Evolving our content infrastructure

By Willow Chargin

Every month, millions of learners use Khan Academy in languages other than English. Over the past few years, we’ve built the tools to get our content translated for non-English learners, but the experience has always been far from perfect—for both our learners and our translators.

Two weeks ago, we hit a major milestone in improving this experience. Khan Academy users in Mexico may have noticed two exciting new things about our website:

users on Telcel, Mexico’s largest cell network, can now access Khan Academy free of data charges on both native apps and es.zero.khanacademy.org, thanks to partnership with the Carlos Slim Foundation and Telcel, and
all content on the Spanish-language Khan Academy site should now be available completely in Spanish, with no interspersed English!
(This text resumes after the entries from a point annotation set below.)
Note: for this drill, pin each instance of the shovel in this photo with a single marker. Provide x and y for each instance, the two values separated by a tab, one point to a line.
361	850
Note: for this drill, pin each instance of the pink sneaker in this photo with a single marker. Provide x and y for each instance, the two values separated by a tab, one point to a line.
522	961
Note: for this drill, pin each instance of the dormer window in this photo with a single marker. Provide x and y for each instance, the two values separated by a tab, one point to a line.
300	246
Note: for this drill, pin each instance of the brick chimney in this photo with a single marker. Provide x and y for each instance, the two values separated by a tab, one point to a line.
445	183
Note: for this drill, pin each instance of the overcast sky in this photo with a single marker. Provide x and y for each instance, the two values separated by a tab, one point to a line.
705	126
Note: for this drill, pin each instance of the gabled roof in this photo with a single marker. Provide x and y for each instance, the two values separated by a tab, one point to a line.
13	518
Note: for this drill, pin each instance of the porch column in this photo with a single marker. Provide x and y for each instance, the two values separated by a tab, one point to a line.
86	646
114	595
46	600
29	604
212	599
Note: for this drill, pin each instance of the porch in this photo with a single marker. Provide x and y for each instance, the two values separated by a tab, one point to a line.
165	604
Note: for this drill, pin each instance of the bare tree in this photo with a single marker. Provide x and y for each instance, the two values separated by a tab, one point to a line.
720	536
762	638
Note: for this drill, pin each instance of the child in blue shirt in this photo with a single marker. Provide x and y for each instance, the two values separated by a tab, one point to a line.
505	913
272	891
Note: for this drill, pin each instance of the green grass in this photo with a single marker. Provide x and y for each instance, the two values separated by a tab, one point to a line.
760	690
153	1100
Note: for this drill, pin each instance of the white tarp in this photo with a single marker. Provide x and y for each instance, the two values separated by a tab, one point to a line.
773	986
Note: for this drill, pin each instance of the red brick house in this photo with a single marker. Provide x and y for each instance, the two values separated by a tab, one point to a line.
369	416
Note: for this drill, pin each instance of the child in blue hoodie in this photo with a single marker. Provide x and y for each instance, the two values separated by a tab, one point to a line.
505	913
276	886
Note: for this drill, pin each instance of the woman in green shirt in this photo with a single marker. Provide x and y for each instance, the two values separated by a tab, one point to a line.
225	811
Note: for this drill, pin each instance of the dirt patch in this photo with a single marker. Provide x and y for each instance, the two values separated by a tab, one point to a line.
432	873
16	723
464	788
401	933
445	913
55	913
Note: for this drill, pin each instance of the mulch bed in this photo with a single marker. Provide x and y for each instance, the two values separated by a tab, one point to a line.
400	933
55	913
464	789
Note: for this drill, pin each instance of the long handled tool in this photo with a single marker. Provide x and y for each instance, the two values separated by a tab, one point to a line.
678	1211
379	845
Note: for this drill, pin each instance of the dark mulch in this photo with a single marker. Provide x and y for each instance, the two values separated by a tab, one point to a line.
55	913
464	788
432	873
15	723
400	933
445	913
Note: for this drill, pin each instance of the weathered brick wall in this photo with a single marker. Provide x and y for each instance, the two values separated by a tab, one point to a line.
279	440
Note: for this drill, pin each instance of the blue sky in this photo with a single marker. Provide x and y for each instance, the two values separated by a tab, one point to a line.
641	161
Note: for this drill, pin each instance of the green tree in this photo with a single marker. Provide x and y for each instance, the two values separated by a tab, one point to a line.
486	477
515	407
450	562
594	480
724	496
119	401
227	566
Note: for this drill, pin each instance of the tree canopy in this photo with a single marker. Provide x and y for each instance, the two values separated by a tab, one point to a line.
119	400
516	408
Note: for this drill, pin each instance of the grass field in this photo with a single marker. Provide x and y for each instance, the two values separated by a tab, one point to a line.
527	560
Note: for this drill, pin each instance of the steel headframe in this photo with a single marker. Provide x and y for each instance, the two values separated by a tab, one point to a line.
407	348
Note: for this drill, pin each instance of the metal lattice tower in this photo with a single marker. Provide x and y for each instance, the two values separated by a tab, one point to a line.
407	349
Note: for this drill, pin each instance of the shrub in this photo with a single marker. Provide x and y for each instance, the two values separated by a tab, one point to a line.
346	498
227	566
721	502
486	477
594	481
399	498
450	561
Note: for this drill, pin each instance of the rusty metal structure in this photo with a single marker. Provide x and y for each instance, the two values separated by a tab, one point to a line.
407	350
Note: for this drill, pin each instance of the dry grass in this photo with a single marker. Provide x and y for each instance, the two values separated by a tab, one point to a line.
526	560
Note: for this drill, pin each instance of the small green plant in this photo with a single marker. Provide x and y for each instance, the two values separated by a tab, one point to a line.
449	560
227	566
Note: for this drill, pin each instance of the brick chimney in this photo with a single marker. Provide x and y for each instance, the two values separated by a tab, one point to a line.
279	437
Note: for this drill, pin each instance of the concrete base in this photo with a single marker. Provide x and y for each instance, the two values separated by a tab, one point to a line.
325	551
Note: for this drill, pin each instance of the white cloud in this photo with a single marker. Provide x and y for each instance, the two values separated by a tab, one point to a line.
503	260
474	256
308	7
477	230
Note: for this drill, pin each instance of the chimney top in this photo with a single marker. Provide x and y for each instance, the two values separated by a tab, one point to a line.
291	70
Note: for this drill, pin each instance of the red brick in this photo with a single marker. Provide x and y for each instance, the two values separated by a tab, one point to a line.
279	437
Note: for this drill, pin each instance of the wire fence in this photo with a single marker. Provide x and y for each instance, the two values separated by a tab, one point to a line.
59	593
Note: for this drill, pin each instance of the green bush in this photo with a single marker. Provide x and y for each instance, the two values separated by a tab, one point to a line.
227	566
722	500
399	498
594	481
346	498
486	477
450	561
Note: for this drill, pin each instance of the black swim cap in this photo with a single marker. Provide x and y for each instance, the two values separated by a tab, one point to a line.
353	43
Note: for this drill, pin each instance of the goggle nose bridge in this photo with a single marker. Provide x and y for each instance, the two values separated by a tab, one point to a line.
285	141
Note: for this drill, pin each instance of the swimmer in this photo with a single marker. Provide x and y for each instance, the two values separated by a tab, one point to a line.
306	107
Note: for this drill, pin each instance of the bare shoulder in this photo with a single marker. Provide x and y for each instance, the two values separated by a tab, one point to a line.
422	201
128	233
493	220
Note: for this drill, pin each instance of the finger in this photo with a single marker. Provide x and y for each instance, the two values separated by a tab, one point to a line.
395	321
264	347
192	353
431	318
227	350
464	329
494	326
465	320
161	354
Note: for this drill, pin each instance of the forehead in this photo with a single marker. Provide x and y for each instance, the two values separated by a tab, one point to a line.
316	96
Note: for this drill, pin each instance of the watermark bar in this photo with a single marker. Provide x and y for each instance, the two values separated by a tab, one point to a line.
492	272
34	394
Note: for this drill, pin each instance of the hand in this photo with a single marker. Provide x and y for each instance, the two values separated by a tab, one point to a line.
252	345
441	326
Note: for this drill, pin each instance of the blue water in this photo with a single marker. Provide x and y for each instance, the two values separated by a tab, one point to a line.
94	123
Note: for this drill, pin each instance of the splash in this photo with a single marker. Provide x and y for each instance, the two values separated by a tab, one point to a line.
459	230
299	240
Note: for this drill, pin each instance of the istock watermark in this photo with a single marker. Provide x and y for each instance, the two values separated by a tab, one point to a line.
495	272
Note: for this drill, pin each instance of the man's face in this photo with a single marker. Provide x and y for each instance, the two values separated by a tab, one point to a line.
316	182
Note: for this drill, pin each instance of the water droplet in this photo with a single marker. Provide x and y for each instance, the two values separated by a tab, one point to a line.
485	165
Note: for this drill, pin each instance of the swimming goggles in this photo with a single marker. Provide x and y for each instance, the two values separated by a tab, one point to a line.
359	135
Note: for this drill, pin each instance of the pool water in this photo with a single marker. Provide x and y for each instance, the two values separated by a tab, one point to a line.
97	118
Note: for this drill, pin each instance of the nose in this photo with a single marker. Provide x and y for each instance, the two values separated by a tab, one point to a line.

These are both important milestones for our learners, our engineering team, and our team of translators. In this blog post, I’ll focus on the second one, discussing the infrastructure changes and optimizations that we needed to make in order to achieve this zero-English goal, and how we’ll adapt these changes to more languages.

What’s the problem?

Of course, translations aren’t new to Khan Academy. All our natural language content and all our user interface strings go through a third-party translations service called Crowdin, and we’ve even built extensive tooling to make this as easy as possible for translators. Indeed, our translations are updated many times per day, and our teams around the world translate millions of words monthly to help make Khan Academy available in other languages! Yet, until recently, we continued to have significant portions of our site appearing in English.

A screenshot of an exercise whose title and description are in Georgian, but about half of whose content is in English. — Though much of this exercise is translated, some crucial parts remain in English, so the exercise is effectively useless to non-English learners. (Larger view.)

There are two primary sources of untranslated content on our site: new content and changed content.

Our content creators work in English, so all new content that they add appears untranslated initially. We’ve long had a solution to this, though: each topic has a set of “listed locales,” which we use to limit the locales in which we show the enclosed content. We can simply set new content to only be listed in English; then, we can gradually add the content to more and more locales as translators translate it. While this may not be optimal (as it requires manually updating these listed locales whenever translations are completed), it works fine and solves the problem of new content appearing untranslated.

The larger problem is changes to existing content that’s already live on international sites. If we add a section to an article, or introduce some new problem types in an exercise, then those new strings will be visible immediately—but they won’t yet have translations, so they’ll appear in English. Even small changes to existing content and metadata, like removing a space at the end of a video description, or changing a straight quote to a smart quote in an article title, will technically be new strings, so will appear untranslated.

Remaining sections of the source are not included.